Addressing inequality in the world will be at the centre of Brazil’s presidency of the G-20, said its President Luiz Inacio Lula da Silva, a day after ‘symbolically’ being handed the ceremonial gavel by Prime Minister Narendra Modi on September 10. Brazil will formally take over the Presidency in November, after PM Modi holds a virtual summit of G-20 leaders to follow up on decisions taken over the weekend in the New Delhi Declaration.
Speaking to journalists on September 11, Mr. Lula said that among the priorities for his government, apart from inequality, are the energy transition, especially the development of ethanol-based fuel that Brazil has championed, the reform of multilateral banks and the expansion of the UN Security Council. Like the Indian Presidency, Mr. Lula said Brazil would take G-20 meetings to “many Brazilian cities”, “democratise” the G-20 and make it popular amongst civil society.
“It is a lot of responsibility for Brazil to host the G-20 Summit next year. We will put the inequality issue as the core issue for the next G-20 process… inequalities of gender, race, education. We have to build an understanding that the world needs more balance in terms of the wealth distribution that is being produced,” said Mr. Lula, who belongs to the socialist left-wing ‘Workers Party’ and was re-elected President this year, after he stepped down in 2010.
When asked by The Hindu about how much Brazil had budgeted for the G-20 summit and how it compared to India, Mr. Lula said that it didn’t matter how much money was “spent”, but whether it was “invested” for the betterment of the country. He praised India’s initiative at the G-20 for the International Biofuel Alliance, which includes India, Brazil, the United States and other countries, as an investment for the future that he would take forward.
“Brazil has extraordinary potential in the production of clean energy. It has a lot to teach to the other countries and that’s why we want to share what we have capacity for so that they can produce it in their own respective countries,” Mr. Lula continued, speaking about Brazil’s pioneering of ethanol-based bio-fuel, which is mandatorily blended with gasoline for all automobile use in the country.
Mr. Lula added that he hopes that the Ukraine war, which nearly led to consensus being blocked at the Delhi Summit, would be over by the time Brazil hosts its G20 summit in November 2024, and that both Russian President Vladimir Putin and Chinese President Xi Jinping, who skipped coming to Delhi, would attend the next summit.
Walking back comments he made earlier about Mr.

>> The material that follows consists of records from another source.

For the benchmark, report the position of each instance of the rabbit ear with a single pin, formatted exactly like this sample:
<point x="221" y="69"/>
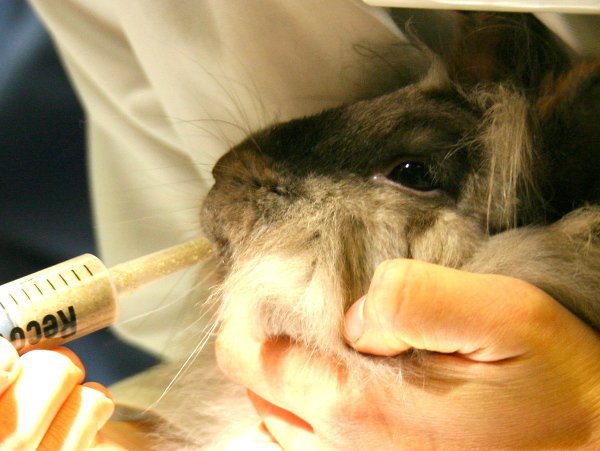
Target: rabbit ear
<point x="568" y="111"/>
<point x="504" y="47"/>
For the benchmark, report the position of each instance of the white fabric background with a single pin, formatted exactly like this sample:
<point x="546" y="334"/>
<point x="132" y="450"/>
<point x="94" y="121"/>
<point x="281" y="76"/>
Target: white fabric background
<point x="168" y="86"/>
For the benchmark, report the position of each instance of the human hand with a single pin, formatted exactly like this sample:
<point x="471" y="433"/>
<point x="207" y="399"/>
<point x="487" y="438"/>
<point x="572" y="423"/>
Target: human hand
<point x="43" y="405"/>
<point x="503" y="365"/>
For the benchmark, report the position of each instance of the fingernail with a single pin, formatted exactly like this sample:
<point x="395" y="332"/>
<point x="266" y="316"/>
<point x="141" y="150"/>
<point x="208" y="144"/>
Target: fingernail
<point x="354" y="324"/>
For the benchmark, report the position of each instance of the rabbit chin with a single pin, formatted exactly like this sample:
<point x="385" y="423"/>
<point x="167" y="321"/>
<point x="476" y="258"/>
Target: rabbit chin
<point x="303" y="294"/>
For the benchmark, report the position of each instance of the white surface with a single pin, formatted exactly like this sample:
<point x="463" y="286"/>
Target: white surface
<point x="169" y="86"/>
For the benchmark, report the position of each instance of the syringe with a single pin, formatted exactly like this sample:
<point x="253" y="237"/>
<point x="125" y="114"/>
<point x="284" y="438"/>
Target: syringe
<point x="77" y="297"/>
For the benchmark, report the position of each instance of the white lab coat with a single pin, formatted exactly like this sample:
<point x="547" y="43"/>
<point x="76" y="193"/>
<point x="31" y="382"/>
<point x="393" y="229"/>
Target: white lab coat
<point x="168" y="86"/>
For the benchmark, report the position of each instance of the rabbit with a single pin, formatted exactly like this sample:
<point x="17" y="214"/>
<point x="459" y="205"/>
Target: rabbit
<point x="488" y="163"/>
<point x="484" y="169"/>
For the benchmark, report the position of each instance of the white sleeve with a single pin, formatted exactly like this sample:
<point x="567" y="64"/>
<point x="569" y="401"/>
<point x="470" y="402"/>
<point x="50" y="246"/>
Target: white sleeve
<point x="168" y="86"/>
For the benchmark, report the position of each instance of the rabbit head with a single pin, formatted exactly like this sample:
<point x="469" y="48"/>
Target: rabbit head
<point x="302" y="212"/>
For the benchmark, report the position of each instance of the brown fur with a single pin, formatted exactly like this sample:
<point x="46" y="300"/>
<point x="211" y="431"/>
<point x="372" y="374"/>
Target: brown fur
<point x="302" y="212"/>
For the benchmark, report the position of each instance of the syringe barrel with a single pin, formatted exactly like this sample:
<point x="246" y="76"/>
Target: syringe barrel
<point x="58" y="304"/>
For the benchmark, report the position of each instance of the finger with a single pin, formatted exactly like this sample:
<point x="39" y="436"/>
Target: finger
<point x="79" y="419"/>
<point x="9" y="364"/>
<point x="32" y="401"/>
<point x="413" y="304"/>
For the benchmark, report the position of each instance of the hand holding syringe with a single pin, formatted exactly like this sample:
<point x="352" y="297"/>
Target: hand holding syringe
<point x="43" y="401"/>
<point x="58" y="304"/>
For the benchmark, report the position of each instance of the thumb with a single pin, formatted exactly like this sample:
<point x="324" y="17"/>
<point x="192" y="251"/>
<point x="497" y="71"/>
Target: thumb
<point x="413" y="304"/>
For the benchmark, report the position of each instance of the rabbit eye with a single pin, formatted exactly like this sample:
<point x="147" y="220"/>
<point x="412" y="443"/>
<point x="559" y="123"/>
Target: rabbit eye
<point x="413" y="174"/>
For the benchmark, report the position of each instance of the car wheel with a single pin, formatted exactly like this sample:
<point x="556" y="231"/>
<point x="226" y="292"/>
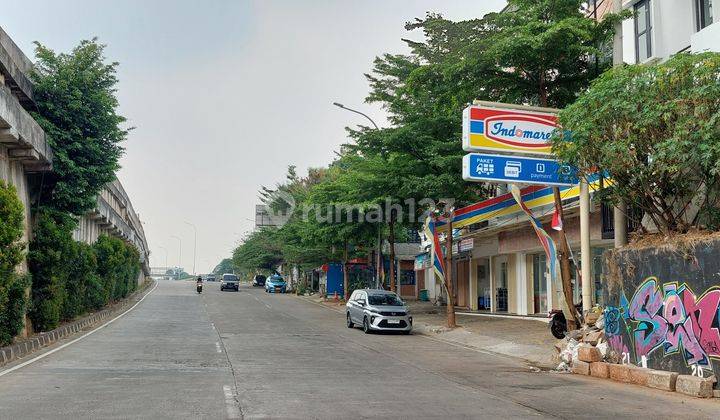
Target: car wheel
<point x="366" y="326"/>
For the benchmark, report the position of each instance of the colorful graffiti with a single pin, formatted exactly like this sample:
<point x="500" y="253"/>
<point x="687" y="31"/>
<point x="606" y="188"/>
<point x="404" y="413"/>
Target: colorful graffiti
<point x="668" y="318"/>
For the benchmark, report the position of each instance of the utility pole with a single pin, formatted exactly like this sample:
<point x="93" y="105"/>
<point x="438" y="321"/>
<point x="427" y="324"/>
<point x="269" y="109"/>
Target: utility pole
<point x="620" y="209"/>
<point x="565" y="269"/>
<point x="585" y="252"/>
<point x="179" y="250"/>
<point x="194" y="246"/>
<point x="450" y="309"/>
<point x="392" y="245"/>
<point x="164" y="249"/>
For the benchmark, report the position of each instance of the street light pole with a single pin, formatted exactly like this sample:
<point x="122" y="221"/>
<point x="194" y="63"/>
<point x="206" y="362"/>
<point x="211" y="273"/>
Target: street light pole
<point x="164" y="249"/>
<point x="194" y="246"/>
<point x="339" y="105"/>
<point x="379" y="250"/>
<point x="179" y="249"/>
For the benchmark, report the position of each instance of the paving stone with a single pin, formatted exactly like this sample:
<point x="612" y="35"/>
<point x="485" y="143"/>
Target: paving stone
<point x="694" y="386"/>
<point x="639" y="375"/>
<point x="589" y="354"/>
<point x="599" y="370"/>
<point x="620" y="373"/>
<point x="661" y="379"/>
<point x="581" y="368"/>
<point x="593" y="337"/>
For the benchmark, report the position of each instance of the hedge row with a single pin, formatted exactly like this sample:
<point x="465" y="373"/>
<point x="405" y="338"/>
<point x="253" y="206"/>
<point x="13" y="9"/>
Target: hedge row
<point x="71" y="278"/>
<point x="13" y="301"/>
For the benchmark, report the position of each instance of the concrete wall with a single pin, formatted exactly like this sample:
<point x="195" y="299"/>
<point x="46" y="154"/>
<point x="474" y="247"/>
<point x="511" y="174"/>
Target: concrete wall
<point x="524" y="239"/>
<point x="674" y="29"/>
<point x="663" y="305"/>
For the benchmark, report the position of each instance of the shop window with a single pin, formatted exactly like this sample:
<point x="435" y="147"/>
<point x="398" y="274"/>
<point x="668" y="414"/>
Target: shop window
<point x="501" y="298"/>
<point x="407" y="277"/>
<point x="540" y="283"/>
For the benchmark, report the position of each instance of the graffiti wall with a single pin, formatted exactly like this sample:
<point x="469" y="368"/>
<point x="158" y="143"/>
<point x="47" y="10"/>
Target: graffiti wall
<point x="664" y="307"/>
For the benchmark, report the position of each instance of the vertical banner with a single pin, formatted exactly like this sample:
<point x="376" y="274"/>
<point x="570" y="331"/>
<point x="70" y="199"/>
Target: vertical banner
<point x="545" y="240"/>
<point x="436" y="254"/>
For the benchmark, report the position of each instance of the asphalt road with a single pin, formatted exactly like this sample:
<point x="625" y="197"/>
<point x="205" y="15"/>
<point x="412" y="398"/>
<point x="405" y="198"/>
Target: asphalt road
<point x="251" y="354"/>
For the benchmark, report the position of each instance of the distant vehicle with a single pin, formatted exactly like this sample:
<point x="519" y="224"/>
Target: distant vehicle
<point x="275" y="284"/>
<point x="229" y="281"/>
<point x="259" y="280"/>
<point x="377" y="310"/>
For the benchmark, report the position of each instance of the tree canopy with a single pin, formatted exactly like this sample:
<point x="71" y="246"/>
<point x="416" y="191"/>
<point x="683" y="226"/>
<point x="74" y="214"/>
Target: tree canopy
<point x="654" y="130"/>
<point x="77" y="107"/>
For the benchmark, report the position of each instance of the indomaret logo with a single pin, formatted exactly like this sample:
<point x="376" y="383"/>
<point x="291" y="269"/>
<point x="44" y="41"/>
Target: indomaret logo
<point x="520" y="130"/>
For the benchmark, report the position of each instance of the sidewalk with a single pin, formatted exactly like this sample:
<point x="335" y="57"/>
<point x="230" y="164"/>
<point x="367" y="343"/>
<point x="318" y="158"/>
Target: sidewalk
<point x="529" y="340"/>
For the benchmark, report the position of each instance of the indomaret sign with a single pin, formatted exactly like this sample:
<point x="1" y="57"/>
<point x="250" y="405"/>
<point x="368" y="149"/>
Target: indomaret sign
<point x="504" y="128"/>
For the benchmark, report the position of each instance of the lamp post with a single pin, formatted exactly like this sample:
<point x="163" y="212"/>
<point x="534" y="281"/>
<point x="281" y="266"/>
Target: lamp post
<point x="379" y="250"/>
<point x="166" y="253"/>
<point x="448" y="213"/>
<point x="179" y="249"/>
<point x="339" y="105"/>
<point x="194" y="245"/>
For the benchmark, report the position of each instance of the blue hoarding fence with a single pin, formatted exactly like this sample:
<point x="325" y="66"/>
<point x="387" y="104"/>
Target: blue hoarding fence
<point x="517" y="169"/>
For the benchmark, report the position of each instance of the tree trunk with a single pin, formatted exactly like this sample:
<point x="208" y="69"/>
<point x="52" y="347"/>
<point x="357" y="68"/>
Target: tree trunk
<point x="346" y="291"/>
<point x="565" y="270"/>
<point x="391" y="240"/>
<point x="448" y="278"/>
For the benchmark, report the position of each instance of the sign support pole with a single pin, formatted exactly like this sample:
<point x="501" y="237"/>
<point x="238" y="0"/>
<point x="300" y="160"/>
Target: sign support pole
<point x="564" y="258"/>
<point x="585" y="257"/>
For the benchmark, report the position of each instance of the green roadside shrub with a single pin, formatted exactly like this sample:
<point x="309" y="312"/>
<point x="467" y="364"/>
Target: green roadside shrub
<point x="51" y="252"/>
<point x="12" y="285"/>
<point x="82" y="268"/>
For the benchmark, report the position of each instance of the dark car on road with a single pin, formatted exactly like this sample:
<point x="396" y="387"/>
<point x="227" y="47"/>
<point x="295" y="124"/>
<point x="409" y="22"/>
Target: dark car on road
<point x="230" y="281"/>
<point x="259" y="280"/>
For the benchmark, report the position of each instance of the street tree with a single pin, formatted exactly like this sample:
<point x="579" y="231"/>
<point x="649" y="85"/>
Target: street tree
<point x="654" y="130"/>
<point x="77" y="107"/>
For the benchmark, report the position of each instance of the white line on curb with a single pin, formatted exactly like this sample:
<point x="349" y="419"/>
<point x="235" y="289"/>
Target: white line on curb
<point x="42" y="356"/>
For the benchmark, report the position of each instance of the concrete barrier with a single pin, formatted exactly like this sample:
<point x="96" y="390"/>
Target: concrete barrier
<point x="21" y="349"/>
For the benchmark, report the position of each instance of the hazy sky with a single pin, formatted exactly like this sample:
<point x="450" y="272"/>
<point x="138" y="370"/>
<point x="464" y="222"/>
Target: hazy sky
<point x="225" y="95"/>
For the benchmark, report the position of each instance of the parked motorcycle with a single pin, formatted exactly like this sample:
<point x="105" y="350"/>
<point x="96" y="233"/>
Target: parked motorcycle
<point x="558" y="323"/>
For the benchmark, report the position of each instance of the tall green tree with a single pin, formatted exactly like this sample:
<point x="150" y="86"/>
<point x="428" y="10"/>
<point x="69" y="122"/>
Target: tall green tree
<point x="546" y="52"/>
<point x="655" y="130"/>
<point x="77" y="107"/>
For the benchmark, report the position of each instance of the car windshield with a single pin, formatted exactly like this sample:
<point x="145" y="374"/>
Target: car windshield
<point x="385" y="300"/>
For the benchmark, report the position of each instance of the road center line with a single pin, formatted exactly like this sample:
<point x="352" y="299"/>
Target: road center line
<point x="44" y="355"/>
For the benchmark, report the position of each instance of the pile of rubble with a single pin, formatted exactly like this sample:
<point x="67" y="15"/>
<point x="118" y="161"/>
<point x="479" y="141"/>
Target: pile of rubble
<point x="586" y="352"/>
<point x="589" y="340"/>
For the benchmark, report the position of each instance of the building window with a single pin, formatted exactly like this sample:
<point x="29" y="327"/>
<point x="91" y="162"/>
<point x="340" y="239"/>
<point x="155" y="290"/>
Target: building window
<point x="704" y="13"/>
<point x="643" y="31"/>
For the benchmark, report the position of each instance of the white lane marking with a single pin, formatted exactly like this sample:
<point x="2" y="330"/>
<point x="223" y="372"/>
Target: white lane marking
<point x="42" y="356"/>
<point x="233" y="411"/>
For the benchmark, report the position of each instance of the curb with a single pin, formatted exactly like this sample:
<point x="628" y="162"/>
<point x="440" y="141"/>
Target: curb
<point x="32" y="344"/>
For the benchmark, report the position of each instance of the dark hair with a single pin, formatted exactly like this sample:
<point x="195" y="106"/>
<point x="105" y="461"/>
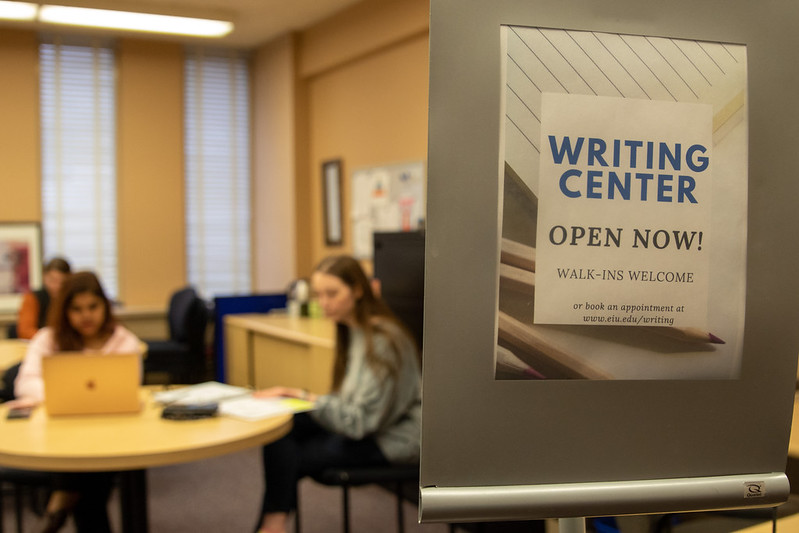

Putin being free to visit Brazil anytime, despite Brazil being a signatory to the Rome Statute that empowers the International Criminal Court, Mr. Lula said it was “up to the Brazilian judiciary” to decide whether to execute the ICC warrant against Mr. Putin for alleged war crimes in Ukraine. However, given that Russia, China and India are all not signatories to the Rome Statute, and the US rescinded its accession to the ICC, Brazil too must review its decision to accede as well, he added.
Mr. Lula said his presidency would also see a robust debate on permanent membership of the UN Security Council. In his previous term as President, Mr. Lula, former PM Manmohan Singh and leaders of Germany and Japan had formed the “G-4” to push for UNSC reforms.
“This is important for us, to change the geography of 1945 (post World War II) and put up a new map of 2024 which is the year when we are going to have the discussion, the G-20 in Brazil,” Mr. Lula told journalists before flying out of India.